**2.3.4 Pre-training Strategy**

> **Reference recipes:**
> • MiniCPM series
> • phi series
> • DeepSeekMath

These give battle-tested schedules, hyperparameters, and curriculum ideas you can adapt for large-scale Chinese pre-training.

---

### Optimal Batch Size

* **Why it matters:**
  The batch size trades off convergence speed against compute & memory cost.

  * If it’s **too large**, each step consumes huge amounts of data and compute, and beyond a point you see diminishing returns on loss reduction.
  * If it’s **too small**, you waste wall-clock time taking many more steps—and you may not reduce the loss efficiently.

* **Empirical study:**
  On models of 0.009 B, 0.036 B, and 0.17 B parameters, six different batch sizes were tested. The loss surface (C4 loss) vs. batch size and training steps shows a clear “ridge” of optimum batch-size for each model scale.

* **Rule of thumb for C4 loss:**

  $$
    \text{Optimal batch size} \;\;=\;\; \frac{1.2110 \times 10^9}{L^{6.2393}}
  $$

  where $L$ is the sequence length.

*(In the published plots, the red curve traces this optimum across models.)*

---

### WSD (Warmup–Steady–Decay) Scheduler

Most large-model pre-training naturally falls into three phases:

1. **Warmup**
2. **Steady-state**
3. **Decay (annealing)**

During decay, you typically introduce higher-quality data and apply an annealing schedule (e.g. cosine). The **WSD scheduler** formalizes this:

* Let

  * $W$ = number of steps in warmup,
  * $S$ = end of steady-state,
  * $D$ = length of decay.

* Define the learning rate at step $s$ as:

  $$
    \ell r(s) =
    \begin{cases}
      \displaystyle \frac{s}{W}\,\eta, & 0 \le s < W, \\[6pt]
      \eta,                         & W \le s < S, \\[3pt]
      f(s - S)\,\eta,               & S \le s < S + D,
    \end{cases}
  $$

  where

  * $\eta$ = maximum learning rate,
  * $f(\cdot)$ is any monotonically decreasing function with $0 < f(\cdot)\le1$.

**Benefits of WSD:**

1. You can **pause or snapshot** at any phase.
2. It often **outperforms** a pure cosine schedule.
3. Phases are **explicit**, making it easy to swap in different data or curricula.

---

### Pre-training Tricks

* **Keep it simple for long runs:**
  CPT-style runs can last **>1 month**. If your GPU memory suffices, **avoid** adding extra parallelism (tensor\_, pipeline\_, sequence\_parallel), offload, or gradient-recompute—these only complicate debugging.

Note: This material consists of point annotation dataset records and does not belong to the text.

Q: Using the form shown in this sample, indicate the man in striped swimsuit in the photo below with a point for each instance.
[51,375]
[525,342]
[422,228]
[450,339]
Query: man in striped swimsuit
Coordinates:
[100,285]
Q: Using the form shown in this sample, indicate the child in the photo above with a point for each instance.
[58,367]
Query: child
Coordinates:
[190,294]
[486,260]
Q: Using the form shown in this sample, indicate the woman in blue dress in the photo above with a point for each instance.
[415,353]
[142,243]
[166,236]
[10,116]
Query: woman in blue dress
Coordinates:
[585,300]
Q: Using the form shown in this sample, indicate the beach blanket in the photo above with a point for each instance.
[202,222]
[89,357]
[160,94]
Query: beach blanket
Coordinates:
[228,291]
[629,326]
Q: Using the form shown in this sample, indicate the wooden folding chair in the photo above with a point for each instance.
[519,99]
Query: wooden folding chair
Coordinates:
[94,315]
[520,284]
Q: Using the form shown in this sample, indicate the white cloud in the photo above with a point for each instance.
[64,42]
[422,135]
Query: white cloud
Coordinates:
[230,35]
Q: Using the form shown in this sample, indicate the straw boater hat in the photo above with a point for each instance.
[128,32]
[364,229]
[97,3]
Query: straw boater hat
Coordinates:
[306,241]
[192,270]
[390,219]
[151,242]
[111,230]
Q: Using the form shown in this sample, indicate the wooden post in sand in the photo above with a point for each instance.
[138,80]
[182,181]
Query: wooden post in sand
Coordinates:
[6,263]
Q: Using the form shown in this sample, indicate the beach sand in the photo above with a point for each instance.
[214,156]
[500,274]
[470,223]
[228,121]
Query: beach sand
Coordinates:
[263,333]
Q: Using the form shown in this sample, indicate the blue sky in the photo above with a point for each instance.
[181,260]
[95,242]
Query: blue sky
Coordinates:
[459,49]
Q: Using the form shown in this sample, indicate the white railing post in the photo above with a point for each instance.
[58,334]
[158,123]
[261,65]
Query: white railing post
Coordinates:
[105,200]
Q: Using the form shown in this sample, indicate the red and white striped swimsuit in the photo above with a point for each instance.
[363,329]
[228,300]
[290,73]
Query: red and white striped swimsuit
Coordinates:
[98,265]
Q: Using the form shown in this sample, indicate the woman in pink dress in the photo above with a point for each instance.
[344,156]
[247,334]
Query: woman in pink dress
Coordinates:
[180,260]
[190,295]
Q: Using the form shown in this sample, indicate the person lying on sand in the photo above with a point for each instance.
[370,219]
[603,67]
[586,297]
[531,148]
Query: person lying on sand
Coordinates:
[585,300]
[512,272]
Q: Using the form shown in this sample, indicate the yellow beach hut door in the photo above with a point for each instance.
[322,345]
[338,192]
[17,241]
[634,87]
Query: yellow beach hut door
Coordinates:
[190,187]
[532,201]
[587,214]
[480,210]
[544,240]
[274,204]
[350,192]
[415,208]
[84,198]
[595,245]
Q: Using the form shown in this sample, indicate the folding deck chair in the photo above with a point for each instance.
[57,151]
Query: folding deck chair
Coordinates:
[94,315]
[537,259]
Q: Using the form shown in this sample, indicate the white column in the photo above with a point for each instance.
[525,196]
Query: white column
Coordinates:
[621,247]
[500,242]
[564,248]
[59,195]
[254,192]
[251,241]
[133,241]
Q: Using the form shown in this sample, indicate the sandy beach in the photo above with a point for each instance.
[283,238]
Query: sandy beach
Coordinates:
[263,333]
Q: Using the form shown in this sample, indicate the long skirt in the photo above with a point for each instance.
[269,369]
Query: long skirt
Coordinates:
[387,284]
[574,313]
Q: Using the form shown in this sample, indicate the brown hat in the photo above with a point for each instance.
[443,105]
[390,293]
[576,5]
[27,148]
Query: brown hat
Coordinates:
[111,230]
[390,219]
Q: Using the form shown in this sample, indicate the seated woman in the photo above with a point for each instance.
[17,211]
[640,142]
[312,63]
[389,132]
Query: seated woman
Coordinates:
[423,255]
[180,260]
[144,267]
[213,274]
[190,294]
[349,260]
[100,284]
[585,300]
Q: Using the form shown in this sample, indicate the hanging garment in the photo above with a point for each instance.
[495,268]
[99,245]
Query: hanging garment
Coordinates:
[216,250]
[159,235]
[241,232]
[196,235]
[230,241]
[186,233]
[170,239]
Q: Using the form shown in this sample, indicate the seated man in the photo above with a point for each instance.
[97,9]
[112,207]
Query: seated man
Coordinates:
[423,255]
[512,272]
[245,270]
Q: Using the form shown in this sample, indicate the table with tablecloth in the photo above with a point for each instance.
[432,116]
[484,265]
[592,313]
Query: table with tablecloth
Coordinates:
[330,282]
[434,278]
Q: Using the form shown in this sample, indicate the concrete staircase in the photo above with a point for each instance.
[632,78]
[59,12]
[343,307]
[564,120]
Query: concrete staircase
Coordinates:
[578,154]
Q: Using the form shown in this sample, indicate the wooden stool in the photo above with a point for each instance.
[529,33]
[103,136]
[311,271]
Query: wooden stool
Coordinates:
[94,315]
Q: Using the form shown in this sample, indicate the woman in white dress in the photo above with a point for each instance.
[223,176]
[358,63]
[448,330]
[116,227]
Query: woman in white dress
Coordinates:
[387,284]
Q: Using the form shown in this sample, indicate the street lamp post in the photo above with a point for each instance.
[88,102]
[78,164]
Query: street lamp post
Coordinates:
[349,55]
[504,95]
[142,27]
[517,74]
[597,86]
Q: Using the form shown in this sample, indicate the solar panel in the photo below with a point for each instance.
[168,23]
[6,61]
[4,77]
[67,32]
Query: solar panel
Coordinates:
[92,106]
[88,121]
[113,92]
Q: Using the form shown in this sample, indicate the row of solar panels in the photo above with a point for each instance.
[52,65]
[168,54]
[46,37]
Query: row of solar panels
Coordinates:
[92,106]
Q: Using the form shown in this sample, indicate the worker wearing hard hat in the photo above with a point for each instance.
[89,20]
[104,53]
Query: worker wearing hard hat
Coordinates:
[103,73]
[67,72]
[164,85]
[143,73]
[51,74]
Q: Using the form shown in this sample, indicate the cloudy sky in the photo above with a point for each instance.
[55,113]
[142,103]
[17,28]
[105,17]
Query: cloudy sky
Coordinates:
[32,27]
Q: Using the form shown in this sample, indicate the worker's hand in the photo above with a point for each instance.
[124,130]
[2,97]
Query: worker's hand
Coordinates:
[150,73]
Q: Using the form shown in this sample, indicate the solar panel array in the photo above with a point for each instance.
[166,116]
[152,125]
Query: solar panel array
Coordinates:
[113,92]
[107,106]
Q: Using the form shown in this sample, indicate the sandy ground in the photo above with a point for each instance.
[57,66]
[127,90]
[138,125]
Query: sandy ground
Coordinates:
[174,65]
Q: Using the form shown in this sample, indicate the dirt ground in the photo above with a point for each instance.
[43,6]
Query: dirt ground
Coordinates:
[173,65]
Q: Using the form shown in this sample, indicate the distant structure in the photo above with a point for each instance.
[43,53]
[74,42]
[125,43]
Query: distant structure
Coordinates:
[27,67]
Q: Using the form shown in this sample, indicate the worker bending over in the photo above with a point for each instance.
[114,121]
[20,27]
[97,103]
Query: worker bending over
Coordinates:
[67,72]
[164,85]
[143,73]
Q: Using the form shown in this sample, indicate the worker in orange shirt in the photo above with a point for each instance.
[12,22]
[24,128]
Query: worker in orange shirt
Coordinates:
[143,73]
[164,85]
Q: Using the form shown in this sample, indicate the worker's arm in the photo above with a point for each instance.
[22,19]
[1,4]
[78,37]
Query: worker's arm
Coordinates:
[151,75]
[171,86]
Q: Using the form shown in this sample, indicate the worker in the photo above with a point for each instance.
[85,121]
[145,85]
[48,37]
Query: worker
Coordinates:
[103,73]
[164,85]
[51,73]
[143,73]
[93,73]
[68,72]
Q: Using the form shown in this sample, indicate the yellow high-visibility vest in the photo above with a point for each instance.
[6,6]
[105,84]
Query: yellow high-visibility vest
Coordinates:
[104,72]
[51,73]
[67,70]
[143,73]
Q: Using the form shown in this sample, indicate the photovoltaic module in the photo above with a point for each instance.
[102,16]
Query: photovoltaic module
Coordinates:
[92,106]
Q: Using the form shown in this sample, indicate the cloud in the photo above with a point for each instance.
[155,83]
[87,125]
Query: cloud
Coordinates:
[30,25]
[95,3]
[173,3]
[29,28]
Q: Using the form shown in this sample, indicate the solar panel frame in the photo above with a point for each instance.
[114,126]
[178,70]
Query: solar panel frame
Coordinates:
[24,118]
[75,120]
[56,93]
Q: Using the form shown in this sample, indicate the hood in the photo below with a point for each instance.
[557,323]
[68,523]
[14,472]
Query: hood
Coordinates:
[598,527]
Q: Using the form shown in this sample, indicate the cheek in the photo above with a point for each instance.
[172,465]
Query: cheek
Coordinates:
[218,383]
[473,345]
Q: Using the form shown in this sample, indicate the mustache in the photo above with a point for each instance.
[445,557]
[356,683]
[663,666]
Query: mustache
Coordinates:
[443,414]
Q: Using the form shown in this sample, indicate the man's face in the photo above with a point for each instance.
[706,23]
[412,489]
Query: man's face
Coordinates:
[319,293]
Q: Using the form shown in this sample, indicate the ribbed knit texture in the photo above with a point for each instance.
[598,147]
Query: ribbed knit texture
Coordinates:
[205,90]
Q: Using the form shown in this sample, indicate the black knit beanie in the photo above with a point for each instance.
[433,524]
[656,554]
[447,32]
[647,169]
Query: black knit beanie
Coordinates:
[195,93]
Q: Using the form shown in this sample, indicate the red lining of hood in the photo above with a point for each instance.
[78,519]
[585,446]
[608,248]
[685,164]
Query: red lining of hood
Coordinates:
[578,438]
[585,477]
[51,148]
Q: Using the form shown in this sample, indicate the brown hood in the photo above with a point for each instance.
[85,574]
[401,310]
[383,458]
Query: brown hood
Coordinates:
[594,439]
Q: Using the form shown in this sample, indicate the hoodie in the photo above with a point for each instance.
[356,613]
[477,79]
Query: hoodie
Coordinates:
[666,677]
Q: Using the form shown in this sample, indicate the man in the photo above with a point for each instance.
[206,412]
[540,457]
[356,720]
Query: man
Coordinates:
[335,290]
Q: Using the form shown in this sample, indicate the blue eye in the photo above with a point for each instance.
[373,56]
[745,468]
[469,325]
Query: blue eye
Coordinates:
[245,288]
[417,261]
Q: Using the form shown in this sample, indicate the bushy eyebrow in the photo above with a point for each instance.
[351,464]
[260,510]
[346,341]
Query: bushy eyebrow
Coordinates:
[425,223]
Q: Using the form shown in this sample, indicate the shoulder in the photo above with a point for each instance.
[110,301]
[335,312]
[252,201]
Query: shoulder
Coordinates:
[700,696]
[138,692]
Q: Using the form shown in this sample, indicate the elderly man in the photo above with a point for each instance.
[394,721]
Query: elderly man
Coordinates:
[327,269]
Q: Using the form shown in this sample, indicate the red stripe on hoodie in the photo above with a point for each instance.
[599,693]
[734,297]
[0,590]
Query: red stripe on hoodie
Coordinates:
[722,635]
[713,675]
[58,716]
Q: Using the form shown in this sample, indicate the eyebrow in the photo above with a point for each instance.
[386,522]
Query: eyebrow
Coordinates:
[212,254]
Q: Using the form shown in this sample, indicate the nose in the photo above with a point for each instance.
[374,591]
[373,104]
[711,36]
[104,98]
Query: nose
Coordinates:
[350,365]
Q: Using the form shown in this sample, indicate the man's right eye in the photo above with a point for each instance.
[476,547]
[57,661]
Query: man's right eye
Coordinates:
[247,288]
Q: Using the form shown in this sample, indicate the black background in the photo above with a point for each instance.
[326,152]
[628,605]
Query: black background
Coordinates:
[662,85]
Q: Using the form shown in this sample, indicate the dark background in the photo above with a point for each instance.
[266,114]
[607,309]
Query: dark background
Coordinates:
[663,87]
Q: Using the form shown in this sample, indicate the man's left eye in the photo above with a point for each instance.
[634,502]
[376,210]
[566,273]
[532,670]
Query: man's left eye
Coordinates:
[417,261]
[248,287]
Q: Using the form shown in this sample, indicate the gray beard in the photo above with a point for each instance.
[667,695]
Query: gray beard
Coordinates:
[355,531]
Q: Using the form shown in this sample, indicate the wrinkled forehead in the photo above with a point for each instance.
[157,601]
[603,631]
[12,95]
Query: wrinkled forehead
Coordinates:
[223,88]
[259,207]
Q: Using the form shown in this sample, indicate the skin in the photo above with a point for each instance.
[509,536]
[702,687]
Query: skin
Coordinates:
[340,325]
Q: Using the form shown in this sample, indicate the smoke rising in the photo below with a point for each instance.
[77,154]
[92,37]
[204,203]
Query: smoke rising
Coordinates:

* **Include instruction data:**
  Early evidence suggests that **mixing in instruction-style examples** (i.e.\ “prompt→response” pairs) helps your model learn more versatile generation behavior.

---

### Multi-Stage Training Flow

A typical four-stage workflow once your data and code are ready:

1. **Warmup**
   Slowly ramp your LR up to the maximum.

2. **Main training**
   Use a schedule like cosine, cosine-decay, constant, or constant-decay. Decide via small-model experiments or literature.

3. **Long-context adaptation**
   Increase RoPE’s base frequency and bump up sequence length so the model masters longer texts.

4. **Final annealing**
   Train on high-quality or in-domain (IFT) data to “hone” the model for benchmarks and downstream tasks.

> **In practice** you often run **two or more phases**:
>
> 1. First, train on the **entire corpus**.
> 2. Then, fine-tune on a **smaller slice**.
> 3. Finally, do a **short anneal** on a **high-quality subset**.